和歌山市消防局 救急出動8.1%減少
適正利用呼びかけ奏功

            
 救急車出動件数の増加が全国的な社会問題になる中、和歌山市消防局の今年(2008年)1月から9月までの出動件数が1万2194件と、昨年同期より1067件(8・1%)減ったことが分かった。市消防局警防課は「3月から適正利用の広報を始め、マスコミにも取り上げられた結果、市民の理解を得られたのでは」と話している。
 同市の救急出動は、昨年が1万7662回で10年前の1・6倍に増加。搬送者の64%は入院の必要がない軽症者で、中には行く病院を手配し、自分で歩いて救急車に乗り込んだり、「あすの午後8時に来てほしい」と要求するなど非常識なケースもあった。
 これ以上出動回数が増えると、生命に危険のある患者への対応が遅れる可能性があるため、3月から市報やチラシ、ポスターなどで適正な利用を呼びかけると共に、24時間体制で病院案内を行う県医療情報センターの紹介を開始。また、6月には緊急性が低い患者を搬送する民間事業者2社を認定した。

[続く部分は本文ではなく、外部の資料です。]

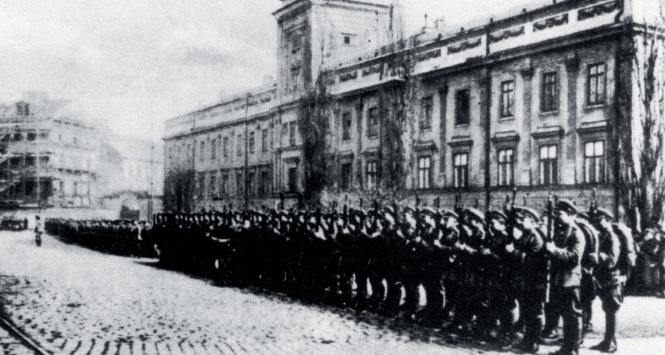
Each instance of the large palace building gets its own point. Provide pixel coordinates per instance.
(533, 101)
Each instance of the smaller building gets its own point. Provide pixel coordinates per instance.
(48, 154)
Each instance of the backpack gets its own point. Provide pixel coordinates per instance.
(628, 254)
(590, 257)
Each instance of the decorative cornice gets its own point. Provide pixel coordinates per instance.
(472, 43)
(371, 152)
(351, 75)
(598, 10)
(422, 57)
(506, 137)
(461, 141)
(372, 69)
(425, 146)
(550, 22)
(592, 127)
(503, 35)
(548, 132)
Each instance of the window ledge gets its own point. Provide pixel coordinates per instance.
(549, 113)
(591, 107)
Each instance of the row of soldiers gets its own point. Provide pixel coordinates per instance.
(478, 270)
(13, 223)
(122, 237)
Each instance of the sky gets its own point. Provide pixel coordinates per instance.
(133, 64)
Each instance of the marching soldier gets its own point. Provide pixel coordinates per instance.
(609, 278)
(528, 251)
(566, 252)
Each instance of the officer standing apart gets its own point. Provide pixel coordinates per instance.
(528, 252)
(609, 278)
(566, 252)
(39, 229)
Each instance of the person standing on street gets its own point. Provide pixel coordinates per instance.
(566, 252)
(39, 229)
(609, 278)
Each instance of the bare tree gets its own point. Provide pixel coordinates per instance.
(640, 127)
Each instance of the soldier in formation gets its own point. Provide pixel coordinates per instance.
(475, 268)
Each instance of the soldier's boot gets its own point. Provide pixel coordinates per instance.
(411, 301)
(378, 293)
(393, 298)
(587, 315)
(609, 343)
(362, 294)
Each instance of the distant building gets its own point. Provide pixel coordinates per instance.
(48, 154)
(131, 164)
(531, 101)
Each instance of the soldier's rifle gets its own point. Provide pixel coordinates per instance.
(550, 238)
(593, 205)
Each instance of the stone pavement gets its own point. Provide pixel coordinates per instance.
(10, 345)
(72, 300)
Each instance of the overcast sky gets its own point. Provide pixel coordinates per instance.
(136, 63)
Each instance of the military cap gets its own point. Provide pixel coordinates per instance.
(566, 206)
(449, 213)
(496, 214)
(473, 213)
(583, 215)
(601, 212)
(428, 211)
(524, 212)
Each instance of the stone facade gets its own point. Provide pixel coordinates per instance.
(526, 102)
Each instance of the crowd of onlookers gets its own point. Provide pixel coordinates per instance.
(649, 275)
(12, 223)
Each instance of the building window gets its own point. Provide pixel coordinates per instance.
(594, 162)
(424, 172)
(346, 126)
(461, 170)
(549, 165)
(202, 151)
(372, 175)
(201, 183)
(596, 84)
(263, 183)
(462, 107)
(426, 118)
(292, 179)
(373, 122)
(224, 184)
(507, 101)
(346, 171)
(292, 133)
(213, 149)
(250, 184)
(213, 183)
(550, 92)
(239, 184)
(264, 140)
(506, 167)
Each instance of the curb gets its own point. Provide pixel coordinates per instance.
(12, 329)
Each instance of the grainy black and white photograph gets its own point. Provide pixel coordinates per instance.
(266, 177)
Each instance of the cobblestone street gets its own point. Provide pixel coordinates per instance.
(74, 301)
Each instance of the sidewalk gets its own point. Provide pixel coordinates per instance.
(75, 301)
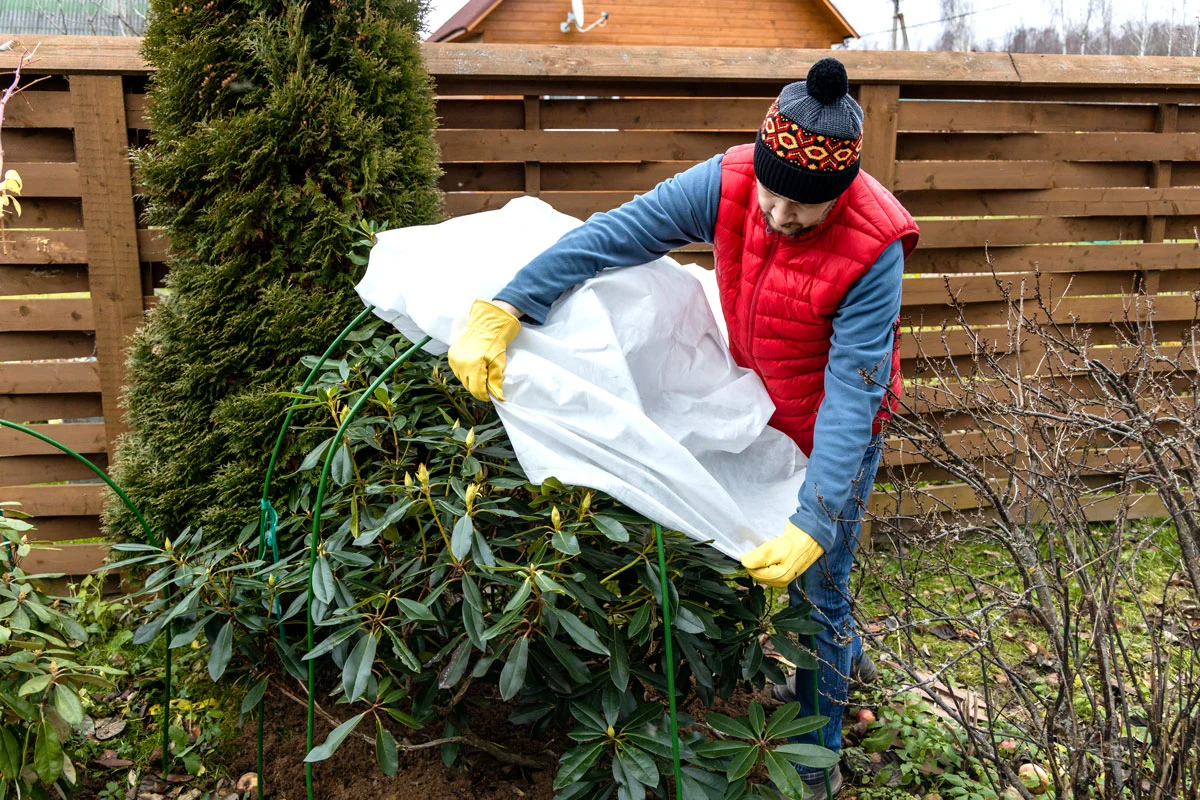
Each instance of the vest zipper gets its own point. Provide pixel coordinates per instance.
(754, 300)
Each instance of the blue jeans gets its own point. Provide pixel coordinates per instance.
(826, 584)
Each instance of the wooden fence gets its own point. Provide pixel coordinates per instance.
(1086, 167)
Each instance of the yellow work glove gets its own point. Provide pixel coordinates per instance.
(783, 559)
(478, 356)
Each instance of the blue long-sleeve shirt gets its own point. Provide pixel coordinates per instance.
(683, 210)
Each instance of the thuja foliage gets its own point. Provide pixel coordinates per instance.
(276, 124)
(439, 566)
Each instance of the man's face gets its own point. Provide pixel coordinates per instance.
(789, 217)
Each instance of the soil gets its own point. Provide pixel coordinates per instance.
(353, 774)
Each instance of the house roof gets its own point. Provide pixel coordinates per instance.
(467, 18)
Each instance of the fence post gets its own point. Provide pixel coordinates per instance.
(533, 122)
(111, 229)
(881, 118)
(1165, 121)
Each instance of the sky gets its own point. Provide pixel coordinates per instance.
(873, 18)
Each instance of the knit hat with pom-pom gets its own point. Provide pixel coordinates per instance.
(808, 146)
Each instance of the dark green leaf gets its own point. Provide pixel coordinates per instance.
(813, 756)
(575, 762)
(415, 612)
(618, 663)
(741, 765)
(639, 765)
(785, 776)
(67, 704)
(461, 537)
(610, 528)
(513, 675)
(335, 738)
(583, 636)
(357, 671)
(756, 717)
(323, 581)
(799, 727)
(799, 657)
(222, 651)
(47, 753)
(343, 465)
(565, 542)
(255, 695)
(729, 726)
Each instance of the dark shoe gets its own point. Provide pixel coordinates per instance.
(816, 789)
(862, 674)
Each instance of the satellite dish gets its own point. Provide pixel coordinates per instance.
(576, 17)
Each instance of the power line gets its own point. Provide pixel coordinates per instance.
(945, 19)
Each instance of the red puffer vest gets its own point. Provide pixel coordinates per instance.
(779, 294)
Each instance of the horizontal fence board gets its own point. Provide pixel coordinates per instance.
(67, 559)
(576, 204)
(49, 378)
(73, 500)
(961, 498)
(23, 277)
(1013, 175)
(42, 212)
(1035, 230)
(477, 145)
(742, 114)
(31, 408)
(1107, 202)
(85, 438)
(36, 108)
(47, 469)
(969, 289)
(1186, 174)
(46, 179)
(931, 116)
(1089, 311)
(493, 88)
(40, 347)
(1057, 258)
(1111, 94)
(1048, 146)
(46, 314)
(39, 144)
(595, 176)
(64, 529)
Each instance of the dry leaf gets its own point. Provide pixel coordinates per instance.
(109, 728)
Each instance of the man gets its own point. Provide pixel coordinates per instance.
(809, 262)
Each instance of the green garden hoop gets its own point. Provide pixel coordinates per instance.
(150, 540)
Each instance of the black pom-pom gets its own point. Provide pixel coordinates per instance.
(827, 82)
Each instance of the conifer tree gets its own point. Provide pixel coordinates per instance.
(276, 126)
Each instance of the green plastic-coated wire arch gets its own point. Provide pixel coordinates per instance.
(150, 539)
(316, 534)
(268, 516)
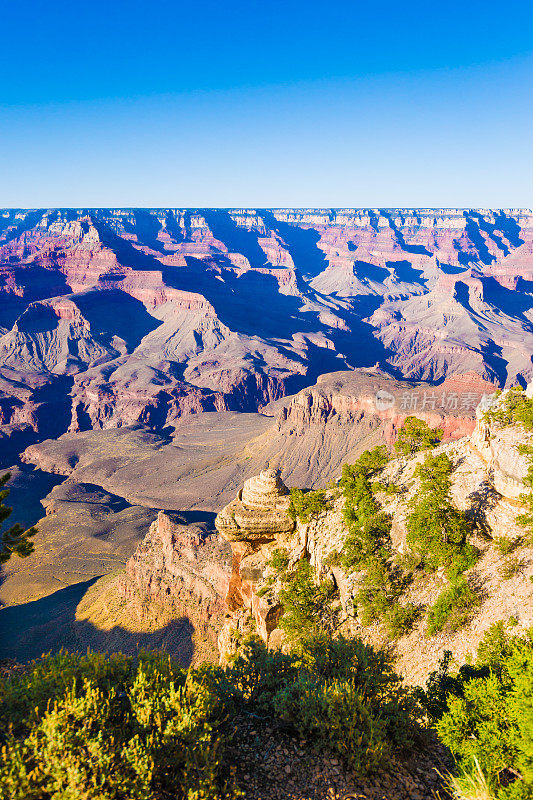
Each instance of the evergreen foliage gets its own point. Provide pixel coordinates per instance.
(416, 435)
(484, 713)
(367, 546)
(307, 604)
(15, 540)
(452, 608)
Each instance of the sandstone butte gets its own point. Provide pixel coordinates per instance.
(114, 317)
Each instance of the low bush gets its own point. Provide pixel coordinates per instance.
(399, 619)
(307, 604)
(511, 566)
(436, 530)
(453, 607)
(119, 729)
(505, 545)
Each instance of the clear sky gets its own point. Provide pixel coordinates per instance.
(272, 103)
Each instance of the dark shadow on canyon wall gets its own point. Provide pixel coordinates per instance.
(236, 239)
(308, 258)
(29, 630)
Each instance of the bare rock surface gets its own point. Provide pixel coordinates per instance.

 この効果が数字に表れた。月ごとの出動回数を見ると、1月は昨年同月プラス20件の1506件、2月はプラス41件の1444件だったが、3月はマイナス241件の1378件に。以降はいずれの月も前年を下回っている。
 消防庁によると救急出動件数は今年に入って全国的に減っており、1月から6月までが250万件と9万件(3・5%)の減少。中でも和歌山市の減少率8・1%は際立っている。